Cathay cautious on insurers’ investment rule changes

By Crystal Hsu  /  Staff reporter

Fri, Nov 01, 2013 - Page 13

Cathay Financial Holding Co (國泰金控), the nation’s largest financial service provider by assets, yesterday voiced reservations about the government’s plans to tighten investment rules for life insurers, saying the move may hurt the sector and capital market.

Financial Supervisory Commission Chairman William Tseng (曾銘宗) said last week that the regulatory agency was considering restricting investment by life insurance companies in other listed firms to prevent them from growing overly influential.

Currently, domestic life insurers may buy up to 10 percent of shares in a listed company through the open market, but Tseng said the 5 percent ceiling required of all banks perhaps makes more sense.

“The issue remains under discussion and we hope that the Financial Supervisory Commission will reconsider after hearing different opinions,” Lin Chao-ting (林昭廷), an executive vice president at Cathay Life Insurance Co (國泰人壽), the flagship subsidiary of Cathay Financial, told an investors’ conference.
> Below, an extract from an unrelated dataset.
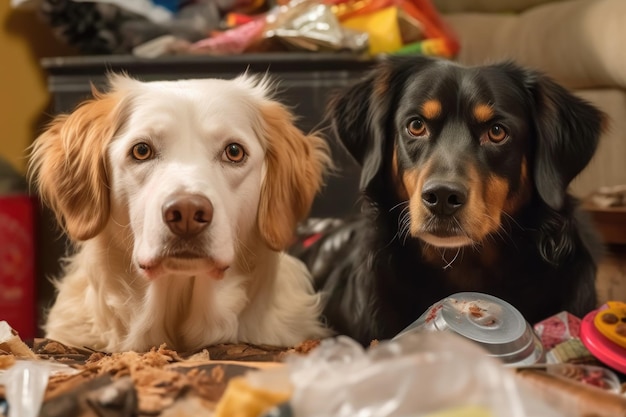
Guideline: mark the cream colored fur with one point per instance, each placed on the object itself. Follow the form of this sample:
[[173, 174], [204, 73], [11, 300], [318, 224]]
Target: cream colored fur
[[125, 287]]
Cathay Life will make known its stance in a public hearing on the matter next week, Lin said, suggesting the commission may introduce other measures to help insurers diversify investment and strengthen risk control.

Cathay Financial president Lee Chang-ken (李長庚) said last week that it was unfair to apply the same supervisory standard to banks and insurers, as they offer different services and raise funds for different purposes.

Banks function chiefly as go-betweens and thereby maintain modest investment portfolios, whereas insurers provide customers with long-term coverage and need to invest funds to fulfill pledges, Lee said, adding that insurers cannot survive if authorities constrain their long-term investment channels.

Instead, the commission can require insurers not to interfere with the operations of companies in which they make capital investments, if it aims to prevent insurers from turning into giant holding companies, Lee said.